私、中学三年生。数学教師に怒られている最中。
嫌いな数学の授業より、気になる推理小説を読んだ方が有意義な時間だと思うんだけど。
私は今も、「変わり者」と呼ばれている。もちろん、影で。
物心ついたころから、自分は周りとなんとなく違うな、と思っていた。
でも、自分の思うままに、行動していた。
周りは変わり者の私を許さなかった。
持ち物は無くなる、存在を消される、男子と二人きりで話すと相手がからかわれる…
あるあるのオンパレード。
くだらない、と同級生を見下しながら毎日を過ごしていた。
そのくせ、少しでも立ち振る舞いをどうにかしようと奮闘していた。
その結果、私は、嘘が上手くなった。
嘘をつくことに、何の罪悪感も持たなくなった。
次の授業。
二人一組でペアになって一つのことを調べ、後日発表するというもの。
今回は初日。
「ペア決めのくじ引きするぞー」
ところどころで不満の声が上がる中、私は一人の男子とペアになった。
ああ、可哀想に。彼は後で、誰かから何かを言われるのだろう。
関係ないけど。
「じゃあ、お互いに自己紹介から。はい、スタート」
一度、同じクラスになったことのある男子だけど、話したことはほぼ皆無。
先手必勝。変なこと言って印象付ける。
「どうも。1組の――です。

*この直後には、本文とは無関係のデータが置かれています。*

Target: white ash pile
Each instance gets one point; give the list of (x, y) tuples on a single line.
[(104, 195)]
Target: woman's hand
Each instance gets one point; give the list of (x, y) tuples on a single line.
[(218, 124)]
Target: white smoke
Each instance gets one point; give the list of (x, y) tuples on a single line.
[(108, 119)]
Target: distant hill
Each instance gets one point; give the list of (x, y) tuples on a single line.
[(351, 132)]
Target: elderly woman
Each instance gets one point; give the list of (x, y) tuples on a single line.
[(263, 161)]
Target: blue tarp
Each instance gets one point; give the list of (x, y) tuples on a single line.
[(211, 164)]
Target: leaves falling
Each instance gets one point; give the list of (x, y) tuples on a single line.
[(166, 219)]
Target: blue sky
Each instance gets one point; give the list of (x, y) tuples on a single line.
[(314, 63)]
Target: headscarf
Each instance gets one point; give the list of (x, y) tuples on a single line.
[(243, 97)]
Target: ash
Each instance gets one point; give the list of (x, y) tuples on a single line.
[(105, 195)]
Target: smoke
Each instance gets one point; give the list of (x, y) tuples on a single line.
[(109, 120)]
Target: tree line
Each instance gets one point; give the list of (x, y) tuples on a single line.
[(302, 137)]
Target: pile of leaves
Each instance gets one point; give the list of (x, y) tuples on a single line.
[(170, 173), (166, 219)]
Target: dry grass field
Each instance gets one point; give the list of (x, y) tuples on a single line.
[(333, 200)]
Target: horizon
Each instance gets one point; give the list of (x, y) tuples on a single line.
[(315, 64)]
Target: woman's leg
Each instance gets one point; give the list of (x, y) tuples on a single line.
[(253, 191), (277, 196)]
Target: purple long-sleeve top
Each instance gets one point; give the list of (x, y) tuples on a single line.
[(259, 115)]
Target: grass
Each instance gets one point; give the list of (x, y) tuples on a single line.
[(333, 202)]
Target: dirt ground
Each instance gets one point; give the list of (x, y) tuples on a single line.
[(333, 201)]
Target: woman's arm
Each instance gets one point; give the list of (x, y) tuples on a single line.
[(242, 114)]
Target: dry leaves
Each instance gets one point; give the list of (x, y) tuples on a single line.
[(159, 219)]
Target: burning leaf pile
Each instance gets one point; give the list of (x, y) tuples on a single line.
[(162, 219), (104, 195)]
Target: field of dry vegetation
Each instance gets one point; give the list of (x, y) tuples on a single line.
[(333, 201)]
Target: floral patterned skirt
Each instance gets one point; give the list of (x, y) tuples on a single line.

最近の悩みは目覚まし時計を三つ使っても起きられないことです。これからよろしく。」
別に、そんなことないんだけど。本当にこういう小さい嘘が上手くなって―
「じゃあ、遠くに目覚まし時計を置けば?」
…こいつ真面目か?取り合うことでもないだろう、今の。
これが兄上との出会いだった。もう十年以上も前の話。まさか、こんなに仲良くなるとは思いもよらなかった。